I think that patience is no longer a value in our digitally enhance world. Our computers have instilled the word “instantly” so far into our minds that we demand it everywhere. In recent years, I have observed an interesting phenomenon amongst my friends. When we decide to go out to eat, waiting for a table is never an option. Even if all it takes is fifteen minutes to get a table and some warm food, my friends will want to go some place else. They also have a hard time waiting for drinks at a bar, a ride from a taxi, or even the start of a movie. This epidemic of impatience used to annoy me so much. Can we really not sit and enjoy each others’ company for a few minutes while they clean our table? The speed of our computers has completely gotten rid of the need for patience. Why wait when we expect everything to happen as quickly as our computers?

I think that this notion of speed has become such a common place for us that we now demand it everywhere. Patience has become completely obsolete in today’s world and we are really moving towards a future where no one will ever have to wait for anything. We are expected to complete more projects in less time at our jobs, fast food can be prepared in the time it takes to pull the car around, and it takes half a second to send someone a message who lives halfway around the planet. It is not that we have lost our patience; it is just that we do not need it anymore. If a computer is performing slow then it is either upgraded or replaced and I think that we are seeing this in ourselves as well. It has even gotten to the point that carrying out one task at a time is not enough—we have to do everything at once.

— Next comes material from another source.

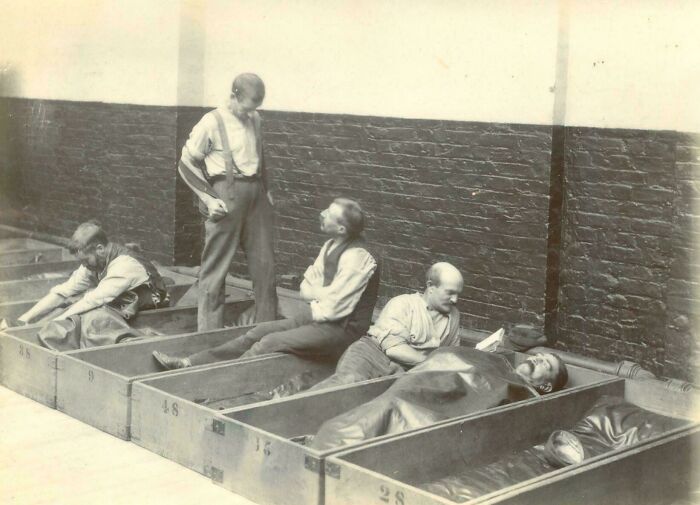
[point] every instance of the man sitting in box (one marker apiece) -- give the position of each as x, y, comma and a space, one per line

Our computers have given us the ability to multitask at a level that is mind-blowing. The average internet browser can allow a person to read a news story, check their e-mail, and play a game all at the same time. I think that we have taken this ability to heart and now we behave this way in our daily lives. A person who only concentrates on one thing at a time is considered lazy by today’s standards. More and more we are expected to complete multiple goals at once and give the same amount attention to each task. At my own job, I am expected to keep track of many open windows at once on my computer and pay very close attention to many pieces of data at once. This has also spread into my personal life. When I try to relax I usually find myself using several types of media at once to entertain myself. Many times I have been playing a video game, watching a TV show on my computer, speaking to a person in my room, and text messaging on my phone all at the same time. Why do I have to have all of these facets of entertainment at once? I also find it extraordinary that I can spread my attention so thin, yet never feel overwhelmed. I am sure that this happens to many other people and I think that the explanation must be our technology. We have learned from our computers how to manage our attention across multiple tasks at once and this trait is very difficult to turn off.

Having a one way attention span in today’s world can put at person at an incredible disadvantage. Sure, someone could be a very competent driver, but if they cannot send text messages or talk on the phone as they go, they might fall behind. We have various forms of media pouring in from so many places that we have to be able to comprehend on the fly very quickly or we miss something. It seems that this is also tied up with the changes happening to our attention spans. Paying close attention to a single subject is near impossible today. What is more advantageous is the ability to perform multiple tasks at the same time and to not miss anything. With so much news and information coming in from the internet, we have had to learn to absorb as much of it as possible. I cannot just sit and watch TV without glancing at my computer or I will fall behind. The problem is when does the number of balls in the juggling act become too many? If we keep taking on task after task without completing some first, the only out come is overload. Also, what happens when our personal lives become part of the mess? If we are so busy with the juggling act, what happens to the audience? Personal relationships take lots of time and energy so in a fast paced world something might get left behind.

I have started to come under the impression that person to person interactions are starting to become more machine like in today’s society. For example, I have been working my current job for a couple years now. In that time, like with most jobs, I have seen people come and gone and every once in a while someone gets fired. Now, I always thought growing up that when you get fired the boss calls you into the office and hands you your papers. This is not so anymore. A couple times throughout the years my boss has fired people through e-mail and I have questioned it every time. If I were about to take away a person’s main source of income I think that I could at least have the courage to tell them in person. I would take the opportunity to explain why they are losing their job thoroughly and at least give the person the chance to vent their anger. However, my boss has let people go through e-mail and the matter is closed.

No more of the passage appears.